L'éruption physiologique :

Pour qu'une dent soit en place sur l'arcade dentaire, de nombreux et complexes mouvements sont nécessaires pour qu'elle soit fonctionnelle. [8]

La complexité des mouvements laisse à penser que c'est un des facteurs qui est la cause des problèmes d'éruption des troisièmes molaires. L'iter dentis et le gubernaculum dentaire des deuxièmes et troisièmes molaires rattachent le germe à la lame dentaire et non à la gencive comme pour la première molaire et les autres dents. Ainsi le bourgeon de la troisième molaire serait le bourgeon de remplacement de la deuxième et le bourgeon de la deuxième molaire celui de la première (là s’arrête la comparaison car la première molaire ne se rhizalysera pas physiologiquement). [7]
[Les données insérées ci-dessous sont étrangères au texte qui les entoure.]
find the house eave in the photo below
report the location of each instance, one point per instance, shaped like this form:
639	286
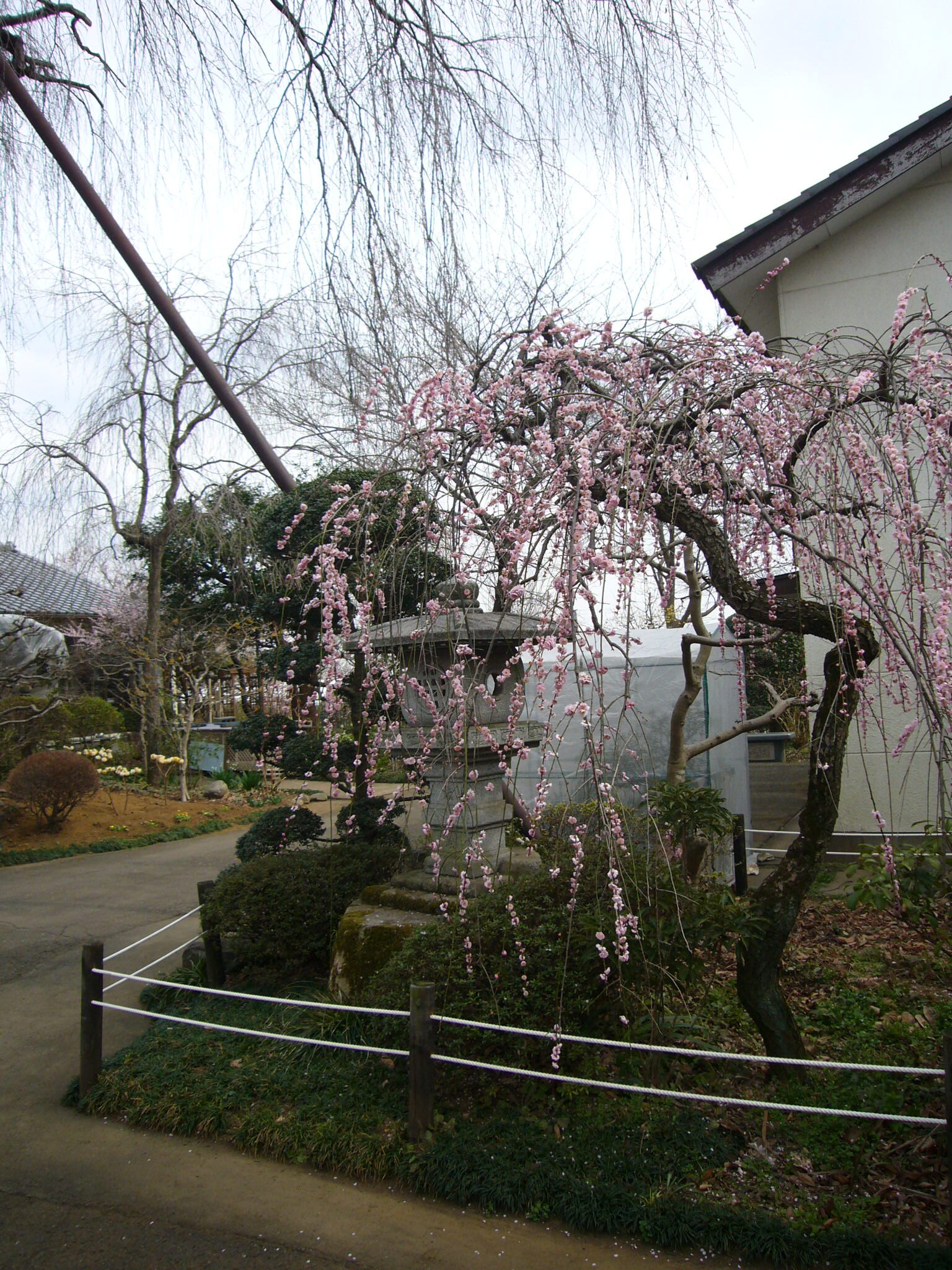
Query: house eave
781	231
Le sac folliculaire serait la seule structure nécessaire à l'élargissement du canal osseux de l’éruption, l'iter dentis des anciens ou chemin d'éruption. Il coordonne l’élévation du germe dans ce canal. Il est utile également à l'apposition osseuse en bas de la crypte osseuse. Le sac folliculaire influence, voire coordonne, l’éruption dentaire. [2]
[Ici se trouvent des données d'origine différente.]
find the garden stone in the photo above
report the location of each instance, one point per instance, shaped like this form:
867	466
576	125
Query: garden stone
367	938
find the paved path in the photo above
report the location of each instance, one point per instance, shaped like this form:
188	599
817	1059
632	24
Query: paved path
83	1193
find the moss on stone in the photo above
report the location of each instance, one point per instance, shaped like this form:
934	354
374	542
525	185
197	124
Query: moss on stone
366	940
L'éruption non pathologique ou éruption physiologique se décompose en plusieurs étapes avec successivement trois phases : une phase pré-éruptive, une phase éruptive et une phase post-éruptive.

La phase pré-éruptive :

Elle est caractérisée par uniquement les dents elles même, sans interaction avec les mâchoires, ceci avant le début de l'éruption proprement dite. Les molaires permanente, se développent à partir de l'excroissance distale de la lame dentaire. A la mandibule la troisième molaire débute son développement quand la mandibule lui laisse la place et passe d'une inclinaison mésiale à une inclinaison verticale. Au maxillaire la troisième molaire passe d'une inclinaison distale vers une inclinaison verticale, lorsque la place sur la tubérosité est suffisante. Ces mouvements sont une combinaison de deux facteurs : le premier est la rotation du germe et le second est sa croissance sans mouvement vertical. [8]

Cadre10

La phase éruptive :

C'est le mouvement de la dent depuis le lieu de sa formation jusqu'à sa position définitive sur l'arcade. C'est un mouvement axial vers sa position occlusale et gingivo-parodontale fonctionnelles

Ceci, signant l’arrêt de l'inclusion définie au sens général ou l’arrêt du stade de germe au sens large. [5] [6]
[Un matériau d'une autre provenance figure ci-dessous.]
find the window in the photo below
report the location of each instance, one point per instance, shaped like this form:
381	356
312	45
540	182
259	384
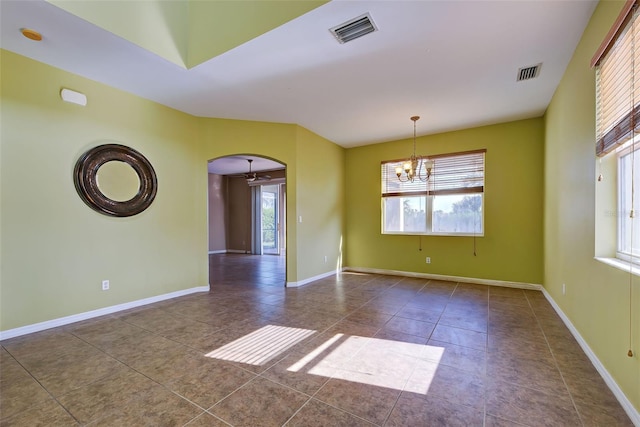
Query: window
449	203
618	122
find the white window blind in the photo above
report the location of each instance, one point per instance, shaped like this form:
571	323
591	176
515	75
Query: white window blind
456	173
618	87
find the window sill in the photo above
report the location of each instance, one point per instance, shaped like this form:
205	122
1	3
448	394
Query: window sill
406	233
625	266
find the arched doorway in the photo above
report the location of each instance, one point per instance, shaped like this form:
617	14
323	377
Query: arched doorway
247	220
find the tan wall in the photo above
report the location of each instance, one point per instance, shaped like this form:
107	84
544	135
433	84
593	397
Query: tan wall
217	213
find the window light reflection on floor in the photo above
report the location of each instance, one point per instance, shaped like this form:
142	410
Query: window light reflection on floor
262	345
373	361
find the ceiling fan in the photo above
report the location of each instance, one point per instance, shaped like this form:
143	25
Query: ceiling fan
252	176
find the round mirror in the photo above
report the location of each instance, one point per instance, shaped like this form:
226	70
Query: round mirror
115	180
118	181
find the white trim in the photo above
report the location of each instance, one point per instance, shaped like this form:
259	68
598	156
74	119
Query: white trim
310	279
490	282
37	327
620	264
626	404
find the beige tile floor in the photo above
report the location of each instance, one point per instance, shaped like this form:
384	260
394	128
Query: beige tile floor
355	350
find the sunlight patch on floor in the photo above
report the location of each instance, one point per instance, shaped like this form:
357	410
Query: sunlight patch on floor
258	347
373	361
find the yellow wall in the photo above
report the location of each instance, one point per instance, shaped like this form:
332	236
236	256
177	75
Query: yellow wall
55	249
513	207
314	168
597	297
320	198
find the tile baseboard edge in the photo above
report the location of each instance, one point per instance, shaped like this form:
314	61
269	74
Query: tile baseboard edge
626	404
460	279
37	327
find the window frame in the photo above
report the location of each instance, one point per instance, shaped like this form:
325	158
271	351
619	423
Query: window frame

Elle se décompose en deux phases : une phase intra-osseuse et une phase extra-osseuse.

Les mécanismes exacts de l'éruption sont soumis à controverse car ils ne sont pas encore totalement élucidés. Malgré cela, la plupart des théories indiquent une cause multifactorielle.

Rôle de la croissance radiculaire :
Formation de la racine proprement dite :

La formation de la racine et son allongement crée une force axiale capable de résorber l'os en occlusal sur la couronne minéralisée. Cette force est suffisante pour initier l’éruption mais n'explique pas totalement le mécanisme de l’éruption. En effet, il a été observé, et notamment sur les troisièmes molaires, des dents avec leur racine totalement formées qui ne sont pas en position physiologique malgré le fait qu'il n'y ai pas d'obstacle anatomique.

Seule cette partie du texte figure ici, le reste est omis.